Schmidt said his lab focuses on how bacteria in animals and the microbiome make compounds that can be used in drugs; their discoveries about these soft corals were published in Nature Chemical Biology on Monday.

He said a postdoctoral fellow who is the first author on the paper, Paul Scesa, grew up in Florida and was interested in local biodiversity there. He obtained the animal, brought it to the lab in Utah and worked on the project.

"My hope is to one day hand these to a doctor," Scesa said in a University of Utah Health article. "I think of it as going from the bottom of the ocean to bench to bedside."

Schmidt said the compound, called eleutherobin, was discovered about 25 years ago, and researchers determined it could be beneficial for treating cancer, but there was not enough of it to move the process forward.

In this study, they learned how the corals make the compound and solved the issue of how to replicate that using organisms in a lab.

The ability to duplicate the compounds created by these corals will allow more research to be done to determine its effectiveness in cancer treatment. Schmidt says their new goal is to produce enough to enable studies to determine the effectiveness and lay the groundwork for more research.

This discovery could lead to research into thousands of other compounds found in corals. Schmidt said a group at the University of California San Diego, which helped them with the study, is looking into more compounds.

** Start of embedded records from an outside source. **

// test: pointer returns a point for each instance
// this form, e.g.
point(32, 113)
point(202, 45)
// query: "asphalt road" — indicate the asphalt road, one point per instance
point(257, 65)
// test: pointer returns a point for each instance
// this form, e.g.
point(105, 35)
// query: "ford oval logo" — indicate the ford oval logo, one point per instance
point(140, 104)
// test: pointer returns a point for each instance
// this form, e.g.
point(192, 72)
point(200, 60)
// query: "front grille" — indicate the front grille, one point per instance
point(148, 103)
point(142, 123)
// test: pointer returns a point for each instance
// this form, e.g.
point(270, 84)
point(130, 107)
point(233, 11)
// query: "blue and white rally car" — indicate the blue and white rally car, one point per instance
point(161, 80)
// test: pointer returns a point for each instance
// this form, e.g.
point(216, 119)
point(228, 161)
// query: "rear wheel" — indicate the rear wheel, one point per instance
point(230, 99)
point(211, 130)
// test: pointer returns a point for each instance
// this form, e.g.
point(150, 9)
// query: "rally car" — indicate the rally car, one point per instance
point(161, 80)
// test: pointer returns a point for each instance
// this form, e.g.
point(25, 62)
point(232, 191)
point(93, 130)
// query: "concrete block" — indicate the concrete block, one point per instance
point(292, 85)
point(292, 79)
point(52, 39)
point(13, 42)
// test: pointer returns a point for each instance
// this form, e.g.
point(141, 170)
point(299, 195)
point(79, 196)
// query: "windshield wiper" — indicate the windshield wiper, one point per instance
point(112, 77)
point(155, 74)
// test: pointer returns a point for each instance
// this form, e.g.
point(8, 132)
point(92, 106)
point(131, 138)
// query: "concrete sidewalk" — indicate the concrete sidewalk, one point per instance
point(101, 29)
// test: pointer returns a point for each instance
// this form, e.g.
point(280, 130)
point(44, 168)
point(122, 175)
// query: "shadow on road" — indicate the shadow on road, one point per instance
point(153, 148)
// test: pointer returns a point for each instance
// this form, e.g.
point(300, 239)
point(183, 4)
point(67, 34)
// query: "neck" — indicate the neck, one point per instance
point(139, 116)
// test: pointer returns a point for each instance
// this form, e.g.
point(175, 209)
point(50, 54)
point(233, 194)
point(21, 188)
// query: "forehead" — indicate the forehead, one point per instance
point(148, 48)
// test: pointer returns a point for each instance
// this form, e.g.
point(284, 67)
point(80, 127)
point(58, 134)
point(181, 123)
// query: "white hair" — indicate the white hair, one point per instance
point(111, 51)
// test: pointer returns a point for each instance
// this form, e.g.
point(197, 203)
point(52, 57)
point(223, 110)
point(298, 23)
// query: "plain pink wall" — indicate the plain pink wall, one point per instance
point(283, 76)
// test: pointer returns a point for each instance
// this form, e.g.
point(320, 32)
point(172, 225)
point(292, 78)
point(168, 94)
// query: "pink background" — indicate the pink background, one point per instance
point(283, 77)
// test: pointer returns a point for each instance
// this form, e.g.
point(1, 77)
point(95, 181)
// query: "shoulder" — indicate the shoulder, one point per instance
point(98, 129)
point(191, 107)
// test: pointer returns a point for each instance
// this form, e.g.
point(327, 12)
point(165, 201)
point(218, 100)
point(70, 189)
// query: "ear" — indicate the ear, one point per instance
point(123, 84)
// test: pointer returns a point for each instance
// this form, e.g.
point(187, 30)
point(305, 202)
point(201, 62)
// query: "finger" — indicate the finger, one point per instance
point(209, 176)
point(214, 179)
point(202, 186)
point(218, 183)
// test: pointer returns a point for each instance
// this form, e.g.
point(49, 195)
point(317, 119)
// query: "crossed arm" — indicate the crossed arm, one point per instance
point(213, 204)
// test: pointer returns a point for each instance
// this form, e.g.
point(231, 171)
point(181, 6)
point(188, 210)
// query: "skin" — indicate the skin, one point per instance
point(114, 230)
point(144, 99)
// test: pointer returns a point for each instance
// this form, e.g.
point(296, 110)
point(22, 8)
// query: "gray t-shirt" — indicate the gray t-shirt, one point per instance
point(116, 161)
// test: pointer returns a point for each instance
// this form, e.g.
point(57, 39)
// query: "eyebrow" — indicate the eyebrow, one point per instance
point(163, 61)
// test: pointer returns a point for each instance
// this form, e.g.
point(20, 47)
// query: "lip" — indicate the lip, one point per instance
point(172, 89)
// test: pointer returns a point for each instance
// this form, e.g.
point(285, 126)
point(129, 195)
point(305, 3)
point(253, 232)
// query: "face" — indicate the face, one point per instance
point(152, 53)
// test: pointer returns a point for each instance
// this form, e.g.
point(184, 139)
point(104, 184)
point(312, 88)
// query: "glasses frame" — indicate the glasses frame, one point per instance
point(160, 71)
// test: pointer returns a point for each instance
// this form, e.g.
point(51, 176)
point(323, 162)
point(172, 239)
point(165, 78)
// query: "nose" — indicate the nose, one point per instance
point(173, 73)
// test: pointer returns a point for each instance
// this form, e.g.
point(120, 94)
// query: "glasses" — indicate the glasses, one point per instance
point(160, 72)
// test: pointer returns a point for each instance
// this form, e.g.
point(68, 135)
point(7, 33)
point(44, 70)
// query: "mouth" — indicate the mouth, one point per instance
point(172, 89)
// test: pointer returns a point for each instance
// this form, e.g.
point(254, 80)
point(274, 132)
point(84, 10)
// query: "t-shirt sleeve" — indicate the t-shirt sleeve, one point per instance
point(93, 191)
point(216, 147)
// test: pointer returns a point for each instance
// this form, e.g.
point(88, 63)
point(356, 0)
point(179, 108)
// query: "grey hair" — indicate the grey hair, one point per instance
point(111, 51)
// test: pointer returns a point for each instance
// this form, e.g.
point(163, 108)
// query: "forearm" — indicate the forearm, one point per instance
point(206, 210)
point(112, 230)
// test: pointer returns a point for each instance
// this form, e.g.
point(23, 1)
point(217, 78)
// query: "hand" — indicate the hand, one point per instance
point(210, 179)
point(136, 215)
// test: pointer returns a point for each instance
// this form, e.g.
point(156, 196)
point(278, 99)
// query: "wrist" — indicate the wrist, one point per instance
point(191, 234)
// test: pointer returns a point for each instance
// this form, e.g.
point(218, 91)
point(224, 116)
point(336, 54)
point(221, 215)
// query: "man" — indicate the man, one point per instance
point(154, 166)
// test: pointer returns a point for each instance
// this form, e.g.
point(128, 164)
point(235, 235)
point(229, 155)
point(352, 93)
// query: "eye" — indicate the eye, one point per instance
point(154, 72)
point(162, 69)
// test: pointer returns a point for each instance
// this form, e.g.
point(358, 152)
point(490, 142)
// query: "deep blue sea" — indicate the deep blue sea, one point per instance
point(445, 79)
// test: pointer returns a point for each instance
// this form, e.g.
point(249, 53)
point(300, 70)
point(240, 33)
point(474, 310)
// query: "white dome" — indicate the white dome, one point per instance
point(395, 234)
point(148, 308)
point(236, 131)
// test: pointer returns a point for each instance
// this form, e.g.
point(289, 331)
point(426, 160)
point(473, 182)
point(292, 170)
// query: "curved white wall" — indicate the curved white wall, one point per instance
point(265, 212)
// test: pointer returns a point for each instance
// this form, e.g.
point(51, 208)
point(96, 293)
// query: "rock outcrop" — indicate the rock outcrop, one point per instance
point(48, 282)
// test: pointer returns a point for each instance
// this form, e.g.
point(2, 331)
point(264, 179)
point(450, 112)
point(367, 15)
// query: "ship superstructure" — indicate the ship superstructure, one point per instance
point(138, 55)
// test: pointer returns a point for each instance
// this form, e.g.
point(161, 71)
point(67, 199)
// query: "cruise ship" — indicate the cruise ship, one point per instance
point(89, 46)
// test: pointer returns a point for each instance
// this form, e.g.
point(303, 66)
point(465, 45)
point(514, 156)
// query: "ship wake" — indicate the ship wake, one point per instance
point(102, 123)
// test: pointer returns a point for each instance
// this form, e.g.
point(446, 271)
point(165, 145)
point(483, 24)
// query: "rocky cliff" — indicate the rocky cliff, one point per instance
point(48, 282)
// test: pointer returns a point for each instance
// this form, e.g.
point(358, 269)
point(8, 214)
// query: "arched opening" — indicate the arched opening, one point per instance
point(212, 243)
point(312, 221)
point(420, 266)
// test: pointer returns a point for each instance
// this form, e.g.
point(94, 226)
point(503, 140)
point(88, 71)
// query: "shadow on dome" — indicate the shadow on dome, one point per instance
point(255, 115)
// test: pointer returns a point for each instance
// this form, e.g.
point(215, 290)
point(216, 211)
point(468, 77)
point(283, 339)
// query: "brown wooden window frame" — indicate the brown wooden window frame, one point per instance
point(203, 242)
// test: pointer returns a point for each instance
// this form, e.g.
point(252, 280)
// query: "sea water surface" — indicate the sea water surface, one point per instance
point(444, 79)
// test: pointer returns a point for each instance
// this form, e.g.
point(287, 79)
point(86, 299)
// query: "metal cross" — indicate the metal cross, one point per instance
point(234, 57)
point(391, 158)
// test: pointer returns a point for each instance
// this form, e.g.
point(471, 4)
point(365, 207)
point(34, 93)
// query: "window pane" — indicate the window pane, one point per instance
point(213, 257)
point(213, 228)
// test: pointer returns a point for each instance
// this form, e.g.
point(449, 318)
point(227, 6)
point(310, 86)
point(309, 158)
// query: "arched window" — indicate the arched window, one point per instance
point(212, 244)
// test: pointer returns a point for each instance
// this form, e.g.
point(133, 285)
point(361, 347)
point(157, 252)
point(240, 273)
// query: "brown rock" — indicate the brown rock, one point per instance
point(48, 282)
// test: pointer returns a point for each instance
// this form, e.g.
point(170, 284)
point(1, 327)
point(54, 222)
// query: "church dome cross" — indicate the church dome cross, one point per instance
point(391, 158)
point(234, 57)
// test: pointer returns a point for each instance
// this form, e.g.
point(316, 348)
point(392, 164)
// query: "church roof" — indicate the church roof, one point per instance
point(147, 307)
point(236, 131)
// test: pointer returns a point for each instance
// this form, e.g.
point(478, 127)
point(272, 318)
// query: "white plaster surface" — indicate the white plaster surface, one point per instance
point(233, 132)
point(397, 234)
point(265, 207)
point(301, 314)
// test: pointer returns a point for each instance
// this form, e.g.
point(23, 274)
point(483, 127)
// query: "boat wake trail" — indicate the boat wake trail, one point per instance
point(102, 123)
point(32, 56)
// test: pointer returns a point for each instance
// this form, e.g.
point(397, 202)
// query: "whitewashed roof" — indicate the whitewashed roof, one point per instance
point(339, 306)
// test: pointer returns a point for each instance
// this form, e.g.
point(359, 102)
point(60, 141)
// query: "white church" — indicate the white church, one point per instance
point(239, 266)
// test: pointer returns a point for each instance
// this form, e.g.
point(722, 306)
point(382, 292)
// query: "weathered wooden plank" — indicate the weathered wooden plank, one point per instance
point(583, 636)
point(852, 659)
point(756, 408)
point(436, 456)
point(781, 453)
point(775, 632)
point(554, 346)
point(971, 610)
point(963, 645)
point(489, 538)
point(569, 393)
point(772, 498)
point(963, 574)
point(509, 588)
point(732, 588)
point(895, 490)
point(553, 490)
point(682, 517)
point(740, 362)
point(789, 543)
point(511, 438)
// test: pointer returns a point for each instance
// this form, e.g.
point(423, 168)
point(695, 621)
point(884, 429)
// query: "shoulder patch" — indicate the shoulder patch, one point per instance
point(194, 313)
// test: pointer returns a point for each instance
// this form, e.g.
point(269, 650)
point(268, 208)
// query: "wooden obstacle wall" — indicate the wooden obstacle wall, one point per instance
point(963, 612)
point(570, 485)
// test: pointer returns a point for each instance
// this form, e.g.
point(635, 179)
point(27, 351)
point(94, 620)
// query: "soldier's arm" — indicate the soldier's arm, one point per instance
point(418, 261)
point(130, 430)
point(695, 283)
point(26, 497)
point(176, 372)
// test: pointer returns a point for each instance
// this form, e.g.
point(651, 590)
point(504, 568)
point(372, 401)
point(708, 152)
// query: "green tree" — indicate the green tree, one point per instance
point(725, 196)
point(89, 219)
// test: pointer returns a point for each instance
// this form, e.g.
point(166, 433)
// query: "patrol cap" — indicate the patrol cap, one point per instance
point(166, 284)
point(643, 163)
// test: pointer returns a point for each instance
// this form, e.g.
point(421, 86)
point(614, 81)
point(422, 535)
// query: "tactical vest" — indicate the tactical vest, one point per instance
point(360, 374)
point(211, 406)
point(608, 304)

The University of Utah Health article said these other compounds could work as anti-inflammatory agents, antibiotics or other medicines. Corals use compounds to ward off predators that try to eat them, so they produce compounds that are edible and drugs created from them can likely be taken in pills rather than by injection.

"These compounds are harder to find, but they're easier to make in the lab and easier to take as medicine," said Schmidt.

He said humans and animals typically get complicated chemicals from foods they eat or from bacteria living inside of them, rather than producing them themselves, meaning this is unique, and could open up more avenues for discoveries.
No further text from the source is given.